Distributed Sampling

Stochastic simulations often require the use of a large number random numbers to compute the desired calculation. As such it is important to be mindfull of how these numbers are generated in parallel. Within the stochastic tools module it is possible to generate the sample data in three modes: replicated, distributed, or iterative. Each Sampler-based object has three methods: getSamples, getLocalSamples, and getNextLocalRow. The first will compute a complete dense matrix, the second will only compute the portion of the matrix assigned to the current processor, and the last will compute a single row of data within an iterative loop. Sample data is distributed by row, with each processor being responsible for computing a portion of the total number of matrix rows.

Example

To demonstrate the importance of using distributed sample generation a simple example was created using a test Sampler object that generates 100 million (1e8) random numbers. Each random number generated within the sample data is 8 bytes, thus in total the sample data requires 800MB of memory.

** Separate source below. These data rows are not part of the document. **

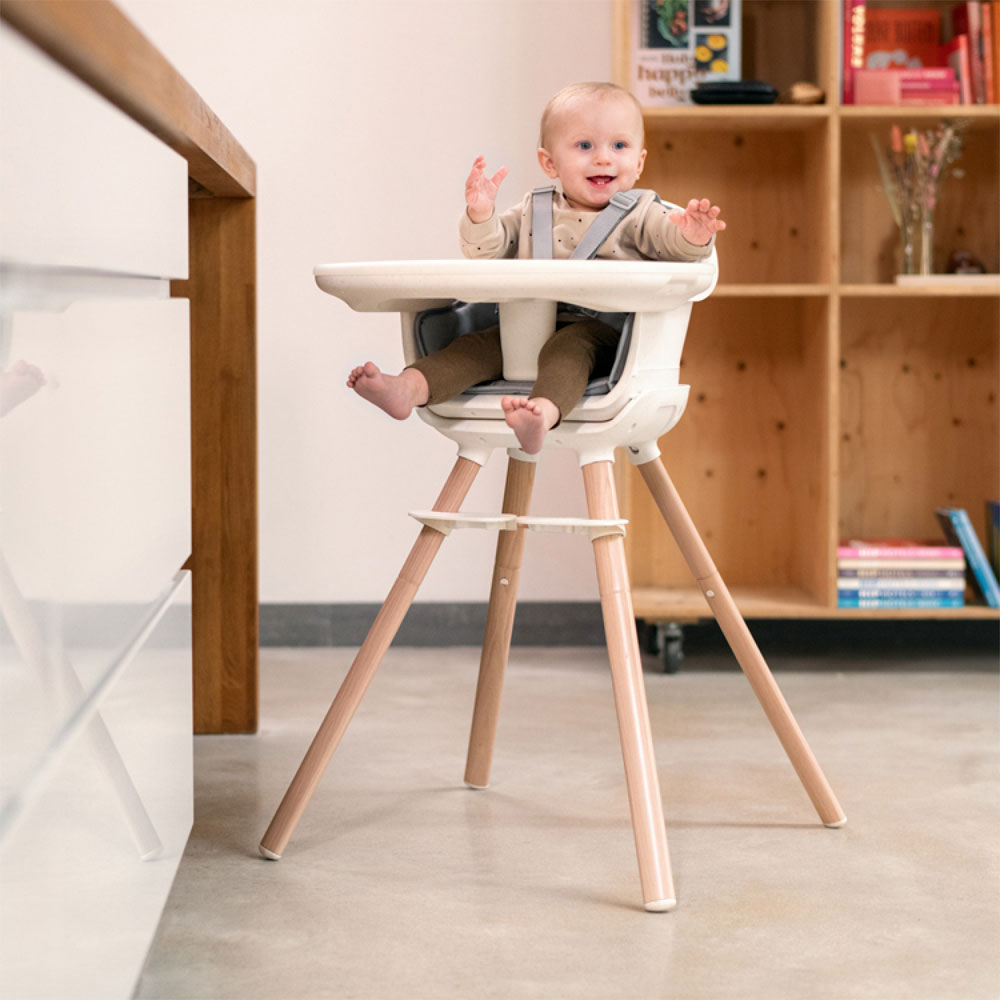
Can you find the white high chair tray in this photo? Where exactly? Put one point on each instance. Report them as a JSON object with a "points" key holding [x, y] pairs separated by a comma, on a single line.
{"points": [[604, 285]]}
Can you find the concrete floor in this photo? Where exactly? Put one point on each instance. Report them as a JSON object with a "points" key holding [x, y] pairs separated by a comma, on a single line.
{"points": [[400, 882]]}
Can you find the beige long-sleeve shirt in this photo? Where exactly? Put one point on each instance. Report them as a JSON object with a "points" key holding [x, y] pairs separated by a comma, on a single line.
{"points": [[646, 233]]}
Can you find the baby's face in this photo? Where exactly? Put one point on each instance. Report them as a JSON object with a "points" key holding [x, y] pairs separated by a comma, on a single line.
{"points": [[595, 149]]}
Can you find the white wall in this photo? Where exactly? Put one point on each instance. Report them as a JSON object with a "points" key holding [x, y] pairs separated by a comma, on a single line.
{"points": [[363, 117]]}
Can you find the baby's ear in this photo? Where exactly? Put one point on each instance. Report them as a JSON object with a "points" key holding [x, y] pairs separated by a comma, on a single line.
{"points": [[547, 163]]}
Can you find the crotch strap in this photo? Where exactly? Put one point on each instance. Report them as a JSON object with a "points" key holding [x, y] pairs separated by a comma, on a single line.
{"points": [[622, 202]]}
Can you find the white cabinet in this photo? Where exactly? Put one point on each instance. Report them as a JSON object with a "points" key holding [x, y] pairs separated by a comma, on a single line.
{"points": [[95, 622]]}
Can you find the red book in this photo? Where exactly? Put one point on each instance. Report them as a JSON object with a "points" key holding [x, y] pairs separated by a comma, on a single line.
{"points": [[854, 45], [956, 54], [902, 38], [989, 65], [995, 19]]}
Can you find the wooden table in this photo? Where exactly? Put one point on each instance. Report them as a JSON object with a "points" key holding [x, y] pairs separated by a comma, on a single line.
{"points": [[96, 42]]}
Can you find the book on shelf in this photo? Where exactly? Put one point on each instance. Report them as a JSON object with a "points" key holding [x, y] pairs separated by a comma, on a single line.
{"points": [[901, 37], [989, 78], [967, 20], [995, 28], [924, 86], [879, 550], [993, 534], [956, 55], [958, 530], [677, 44], [852, 46], [899, 573], [886, 603]]}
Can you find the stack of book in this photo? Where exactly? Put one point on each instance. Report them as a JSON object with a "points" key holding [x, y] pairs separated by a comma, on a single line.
{"points": [[897, 55], [899, 573]]}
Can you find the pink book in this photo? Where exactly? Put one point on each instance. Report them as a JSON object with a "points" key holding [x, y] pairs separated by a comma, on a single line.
{"points": [[956, 54], [966, 19], [896, 548]]}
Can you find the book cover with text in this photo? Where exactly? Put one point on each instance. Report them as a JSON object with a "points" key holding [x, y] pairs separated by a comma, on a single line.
{"points": [[677, 44]]}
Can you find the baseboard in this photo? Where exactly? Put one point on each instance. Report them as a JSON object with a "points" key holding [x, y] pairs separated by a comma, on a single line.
{"points": [[579, 623], [537, 623]]}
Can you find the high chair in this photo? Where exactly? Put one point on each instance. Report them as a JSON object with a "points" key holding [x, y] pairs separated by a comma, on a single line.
{"points": [[631, 408]]}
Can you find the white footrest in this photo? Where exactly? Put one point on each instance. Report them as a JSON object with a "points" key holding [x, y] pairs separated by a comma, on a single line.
{"points": [[448, 521]]}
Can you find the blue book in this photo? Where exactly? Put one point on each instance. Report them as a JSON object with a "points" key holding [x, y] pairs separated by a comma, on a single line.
{"points": [[958, 529]]}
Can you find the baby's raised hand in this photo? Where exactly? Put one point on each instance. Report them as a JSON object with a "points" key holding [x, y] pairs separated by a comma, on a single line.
{"points": [[699, 222], [481, 191]]}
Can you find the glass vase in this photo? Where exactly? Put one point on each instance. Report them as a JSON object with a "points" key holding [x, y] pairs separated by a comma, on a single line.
{"points": [[927, 242]]}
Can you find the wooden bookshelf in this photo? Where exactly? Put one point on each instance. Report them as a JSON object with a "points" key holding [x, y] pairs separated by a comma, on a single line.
{"points": [[826, 401]]}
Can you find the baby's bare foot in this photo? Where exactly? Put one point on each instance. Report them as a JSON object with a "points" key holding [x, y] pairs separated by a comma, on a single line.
{"points": [[395, 394], [530, 420]]}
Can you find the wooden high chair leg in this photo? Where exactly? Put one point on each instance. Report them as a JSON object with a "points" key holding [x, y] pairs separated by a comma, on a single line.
{"points": [[499, 624], [741, 641], [365, 664], [630, 695]]}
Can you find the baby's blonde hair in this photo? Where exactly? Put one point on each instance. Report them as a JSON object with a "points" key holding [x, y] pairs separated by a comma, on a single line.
{"points": [[575, 92]]}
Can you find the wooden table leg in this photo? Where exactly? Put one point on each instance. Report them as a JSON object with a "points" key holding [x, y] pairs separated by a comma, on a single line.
{"points": [[499, 625], [365, 664], [630, 695], [744, 648]]}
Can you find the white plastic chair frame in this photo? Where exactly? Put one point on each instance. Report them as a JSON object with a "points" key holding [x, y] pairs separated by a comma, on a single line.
{"points": [[646, 402]]}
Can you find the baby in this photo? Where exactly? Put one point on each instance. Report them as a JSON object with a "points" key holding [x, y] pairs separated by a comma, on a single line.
{"points": [[592, 143]]}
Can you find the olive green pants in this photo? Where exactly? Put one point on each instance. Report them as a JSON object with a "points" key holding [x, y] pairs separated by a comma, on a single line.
{"points": [[565, 362]]}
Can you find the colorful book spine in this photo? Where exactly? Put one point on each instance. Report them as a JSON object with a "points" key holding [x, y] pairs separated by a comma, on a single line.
{"points": [[878, 573], [995, 19], [956, 54], [906, 550], [935, 85], [928, 585], [958, 528], [853, 45], [993, 534], [989, 68], [900, 602], [899, 573], [967, 19]]}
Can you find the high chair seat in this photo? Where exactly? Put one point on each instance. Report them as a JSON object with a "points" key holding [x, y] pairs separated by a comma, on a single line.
{"points": [[643, 402]]}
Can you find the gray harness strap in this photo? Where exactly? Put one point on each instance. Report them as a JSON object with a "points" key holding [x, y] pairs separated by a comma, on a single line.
{"points": [[541, 222], [600, 229]]}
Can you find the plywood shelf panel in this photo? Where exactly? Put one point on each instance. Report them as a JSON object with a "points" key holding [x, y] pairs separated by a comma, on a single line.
{"points": [[886, 395]]}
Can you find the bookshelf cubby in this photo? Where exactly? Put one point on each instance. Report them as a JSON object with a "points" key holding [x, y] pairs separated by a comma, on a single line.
{"points": [[826, 400]]}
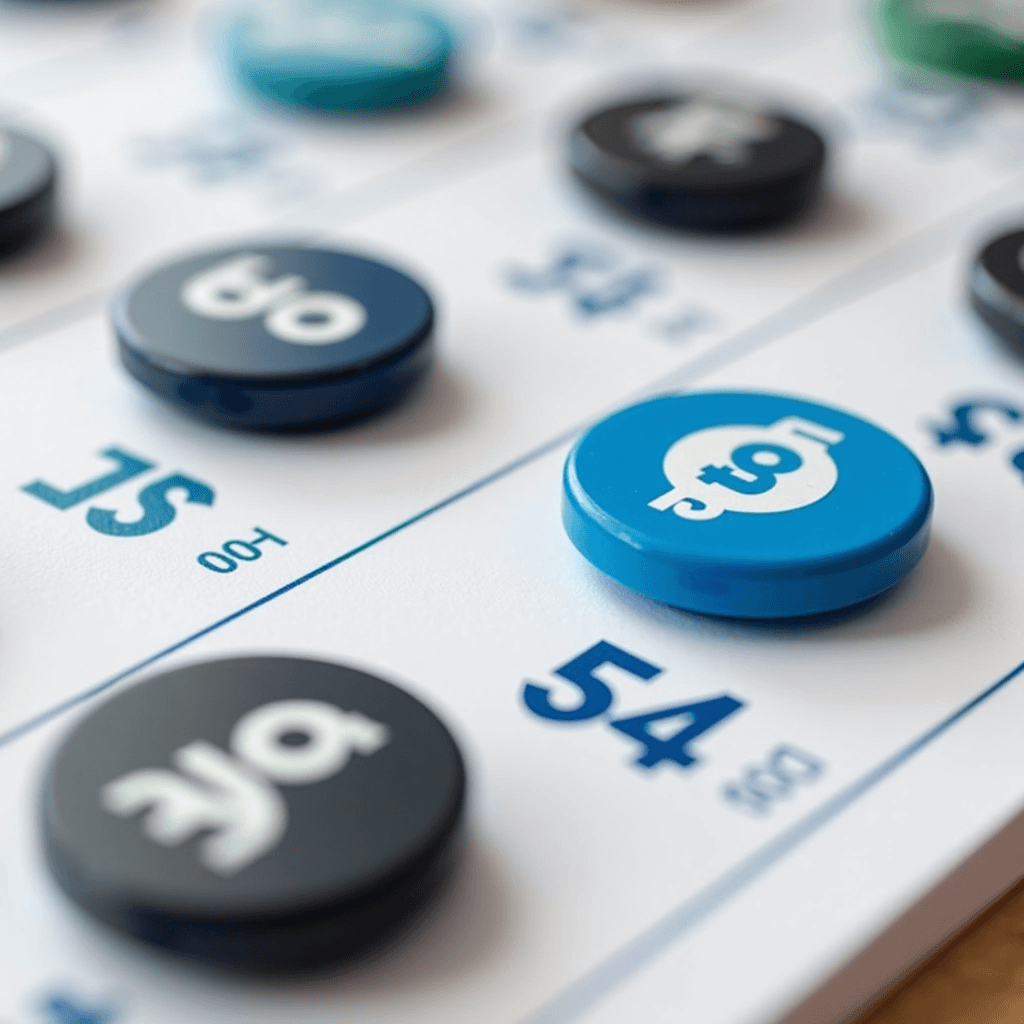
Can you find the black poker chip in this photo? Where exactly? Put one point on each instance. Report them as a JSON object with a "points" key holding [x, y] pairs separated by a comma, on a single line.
{"points": [[261, 814], [996, 284], [697, 160], [28, 187], [275, 337]]}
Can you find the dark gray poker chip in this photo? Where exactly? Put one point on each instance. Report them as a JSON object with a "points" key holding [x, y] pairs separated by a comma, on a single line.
{"points": [[996, 285], [697, 160], [260, 814], [276, 337], [28, 187]]}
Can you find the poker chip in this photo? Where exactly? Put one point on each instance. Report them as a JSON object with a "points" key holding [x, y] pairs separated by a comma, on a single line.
{"points": [[977, 38], [342, 54], [745, 505], [996, 284], [28, 187], [262, 814], [273, 337], [699, 160]]}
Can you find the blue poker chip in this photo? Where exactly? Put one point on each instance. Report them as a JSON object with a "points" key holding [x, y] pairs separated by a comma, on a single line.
{"points": [[744, 505], [272, 337], [341, 54]]}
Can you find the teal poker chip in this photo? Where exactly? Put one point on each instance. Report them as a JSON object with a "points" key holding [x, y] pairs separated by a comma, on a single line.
{"points": [[341, 54], [745, 505], [977, 38]]}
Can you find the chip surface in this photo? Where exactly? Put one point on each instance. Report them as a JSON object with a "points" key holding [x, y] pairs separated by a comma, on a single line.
{"points": [[745, 505], [257, 813], [275, 337], [698, 160]]}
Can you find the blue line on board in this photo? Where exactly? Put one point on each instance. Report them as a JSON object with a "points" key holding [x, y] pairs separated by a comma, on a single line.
{"points": [[19, 730], [597, 983], [616, 969]]}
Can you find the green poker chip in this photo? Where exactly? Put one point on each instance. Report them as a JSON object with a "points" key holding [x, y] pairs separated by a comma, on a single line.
{"points": [[979, 38]]}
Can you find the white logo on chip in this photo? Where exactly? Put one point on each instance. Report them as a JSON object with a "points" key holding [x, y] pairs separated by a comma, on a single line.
{"points": [[750, 468], [239, 289], [231, 796], [705, 126]]}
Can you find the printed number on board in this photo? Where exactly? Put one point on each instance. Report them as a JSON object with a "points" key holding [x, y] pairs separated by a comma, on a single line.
{"points": [[665, 734]]}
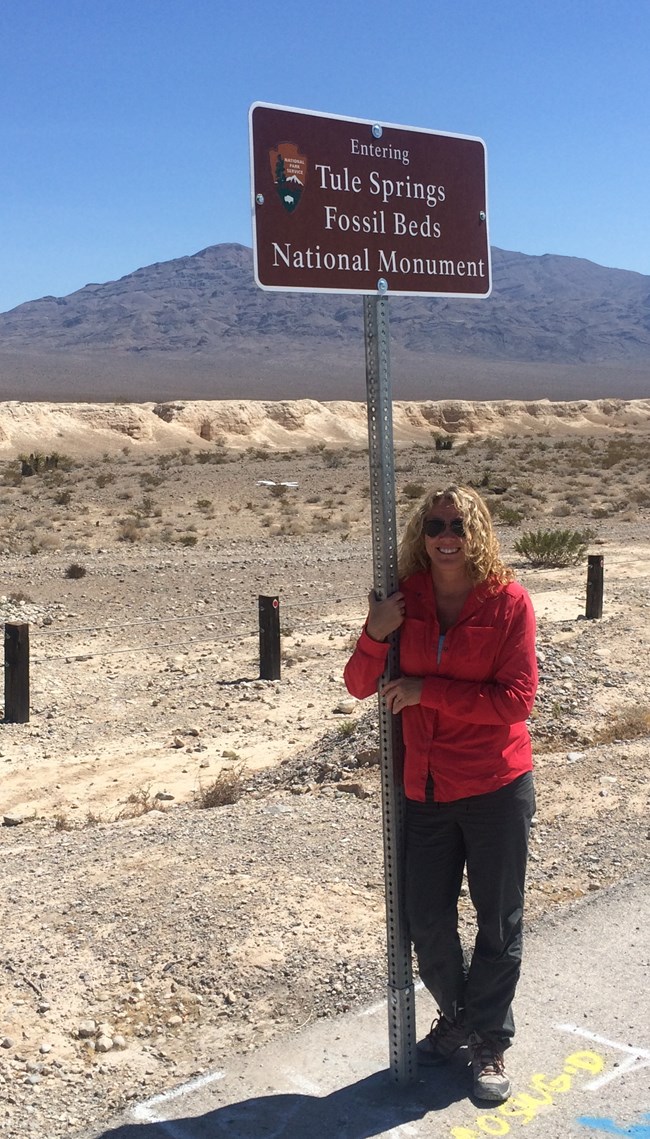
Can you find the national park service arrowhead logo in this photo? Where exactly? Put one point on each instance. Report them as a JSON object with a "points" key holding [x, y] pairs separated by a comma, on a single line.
{"points": [[289, 171]]}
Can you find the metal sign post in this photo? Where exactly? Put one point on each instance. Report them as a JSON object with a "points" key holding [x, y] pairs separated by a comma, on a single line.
{"points": [[401, 1001], [351, 205]]}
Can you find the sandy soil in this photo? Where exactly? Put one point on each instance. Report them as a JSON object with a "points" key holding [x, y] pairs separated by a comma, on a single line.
{"points": [[145, 936]]}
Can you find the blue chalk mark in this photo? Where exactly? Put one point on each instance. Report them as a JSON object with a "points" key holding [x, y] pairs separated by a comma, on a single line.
{"points": [[600, 1123]]}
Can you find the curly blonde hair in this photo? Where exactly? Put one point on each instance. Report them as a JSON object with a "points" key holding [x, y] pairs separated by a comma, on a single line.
{"points": [[482, 545]]}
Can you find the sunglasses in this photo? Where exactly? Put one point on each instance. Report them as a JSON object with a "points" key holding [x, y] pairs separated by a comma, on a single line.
{"points": [[436, 526]]}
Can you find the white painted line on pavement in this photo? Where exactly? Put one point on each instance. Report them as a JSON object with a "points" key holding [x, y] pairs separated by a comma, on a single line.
{"points": [[636, 1057]]}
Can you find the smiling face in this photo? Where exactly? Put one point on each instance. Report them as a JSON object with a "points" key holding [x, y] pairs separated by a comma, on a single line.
{"points": [[446, 550]]}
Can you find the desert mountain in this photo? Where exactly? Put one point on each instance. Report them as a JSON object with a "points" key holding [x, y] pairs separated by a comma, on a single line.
{"points": [[198, 327]]}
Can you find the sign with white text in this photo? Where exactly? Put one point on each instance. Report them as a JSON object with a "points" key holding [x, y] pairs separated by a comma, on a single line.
{"points": [[347, 205]]}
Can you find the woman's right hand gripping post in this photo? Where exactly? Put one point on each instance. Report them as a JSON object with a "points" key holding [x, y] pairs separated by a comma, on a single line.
{"points": [[384, 617]]}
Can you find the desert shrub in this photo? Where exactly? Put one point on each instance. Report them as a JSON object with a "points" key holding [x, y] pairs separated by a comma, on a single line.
{"points": [[129, 531], [553, 547], [140, 802], [104, 478], [509, 515], [413, 490], [224, 791], [75, 571], [346, 729], [630, 723], [332, 459]]}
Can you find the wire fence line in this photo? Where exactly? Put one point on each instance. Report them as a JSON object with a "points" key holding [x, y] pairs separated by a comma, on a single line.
{"points": [[290, 609]]}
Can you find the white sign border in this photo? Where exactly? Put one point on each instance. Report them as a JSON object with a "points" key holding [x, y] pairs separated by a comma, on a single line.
{"points": [[361, 122]]}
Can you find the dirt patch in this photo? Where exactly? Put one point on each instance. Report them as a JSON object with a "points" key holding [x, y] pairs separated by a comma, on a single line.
{"points": [[146, 937]]}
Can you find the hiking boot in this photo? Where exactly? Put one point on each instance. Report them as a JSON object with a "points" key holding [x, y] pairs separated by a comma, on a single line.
{"points": [[442, 1041], [491, 1081]]}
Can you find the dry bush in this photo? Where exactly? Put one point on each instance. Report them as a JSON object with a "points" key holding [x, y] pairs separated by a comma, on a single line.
{"points": [[129, 531], [140, 802], [75, 571], [413, 491], [223, 791], [630, 723]]}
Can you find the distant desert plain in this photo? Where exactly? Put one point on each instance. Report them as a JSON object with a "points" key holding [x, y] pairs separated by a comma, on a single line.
{"points": [[191, 855]]}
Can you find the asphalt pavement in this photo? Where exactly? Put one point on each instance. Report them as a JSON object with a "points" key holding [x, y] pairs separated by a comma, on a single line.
{"points": [[579, 1065]]}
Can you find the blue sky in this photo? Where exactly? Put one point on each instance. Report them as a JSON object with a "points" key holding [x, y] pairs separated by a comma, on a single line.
{"points": [[124, 137]]}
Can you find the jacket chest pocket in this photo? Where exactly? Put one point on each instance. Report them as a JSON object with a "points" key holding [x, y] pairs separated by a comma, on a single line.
{"points": [[417, 648], [469, 653]]}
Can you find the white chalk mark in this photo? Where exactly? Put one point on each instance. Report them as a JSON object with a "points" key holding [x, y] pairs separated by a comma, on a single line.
{"points": [[301, 1083], [145, 1112], [638, 1058]]}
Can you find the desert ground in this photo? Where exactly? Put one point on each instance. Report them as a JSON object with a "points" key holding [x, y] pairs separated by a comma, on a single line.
{"points": [[191, 855]]}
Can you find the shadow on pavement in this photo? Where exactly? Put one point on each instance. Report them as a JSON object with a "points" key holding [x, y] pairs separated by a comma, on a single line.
{"points": [[360, 1111]]}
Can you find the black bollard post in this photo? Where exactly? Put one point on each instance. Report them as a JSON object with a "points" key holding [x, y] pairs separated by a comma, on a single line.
{"points": [[269, 638], [16, 672], [594, 578]]}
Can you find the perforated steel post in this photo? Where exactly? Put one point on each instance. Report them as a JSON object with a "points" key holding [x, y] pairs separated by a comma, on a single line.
{"points": [[401, 1001]]}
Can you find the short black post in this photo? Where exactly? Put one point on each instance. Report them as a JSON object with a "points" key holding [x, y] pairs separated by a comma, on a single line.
{"points": [[17, 672], [594, 576], [269, 638]]}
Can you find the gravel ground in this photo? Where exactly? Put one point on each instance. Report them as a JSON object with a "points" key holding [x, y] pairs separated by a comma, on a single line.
{"points": [[145, 939]]}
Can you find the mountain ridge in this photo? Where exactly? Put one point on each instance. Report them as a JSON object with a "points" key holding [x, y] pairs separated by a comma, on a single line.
{"points": [[202, 317]]}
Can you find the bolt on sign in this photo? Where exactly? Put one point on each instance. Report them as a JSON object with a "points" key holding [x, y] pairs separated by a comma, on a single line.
{"points": [[350, 205]]}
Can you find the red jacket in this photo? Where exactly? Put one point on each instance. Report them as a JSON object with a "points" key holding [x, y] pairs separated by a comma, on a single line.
{"points": [[469, 728]]}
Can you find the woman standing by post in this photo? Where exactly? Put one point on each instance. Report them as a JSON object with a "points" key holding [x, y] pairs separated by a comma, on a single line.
{"points": [[467, 685]]}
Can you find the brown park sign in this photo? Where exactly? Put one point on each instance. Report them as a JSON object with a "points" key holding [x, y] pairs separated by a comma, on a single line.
{"points": [[348, 205]]}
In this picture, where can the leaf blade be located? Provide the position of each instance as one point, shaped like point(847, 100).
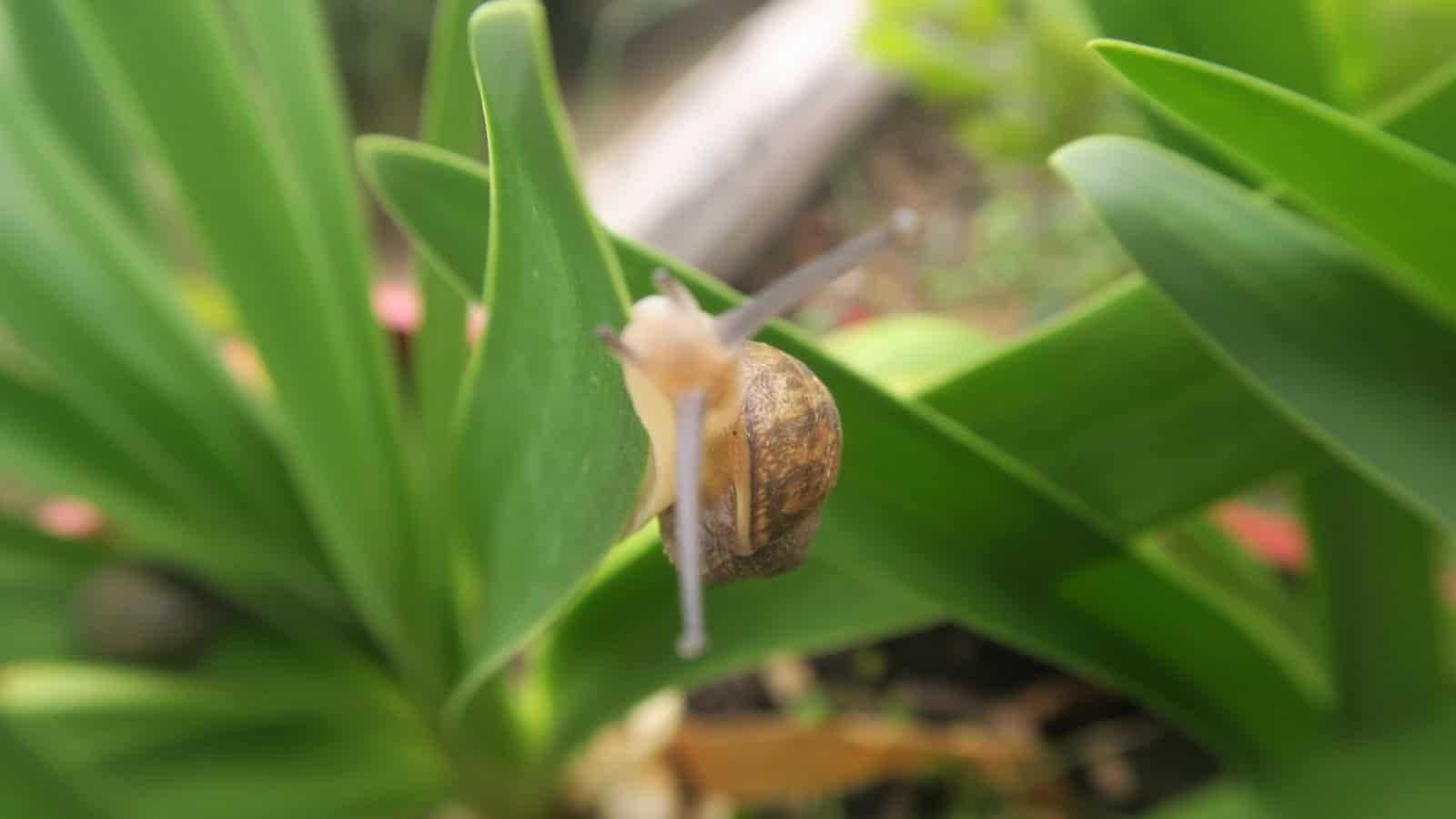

The problem was executed in four configurations: (a) a base-line without sample data, (b) complete sample data on each process, (c) distributed sample data, and (d) using the iterative row retrieval. Each configuration was executed with various number of processors from 1 to 32. The total and average per process memory use from each configuration is shown in Figure 1 and Figure 2.

As expected, the total memory (Figure 1) for the non-distributed case increases at a rate of 800 MB per processor and the non-distributed remains constant regardless of the number of processors utilized. More importantly, for the distributed case is that, the average memory per process (Figure 2) decreases in the distributed configuration. Obviously, the iterative method performs the best as only a single row of data exists at any time, thus the memory impact is negligible. For this reason it is recommend that the getNextLocalRow method of sample data retrieval be used exclusively, unless the calculation requires the matrix.

Figure 1: Total memory usage for four different configurations for sample data generation.

Figure 2: Average memory per process for four different configurations for sample data generation.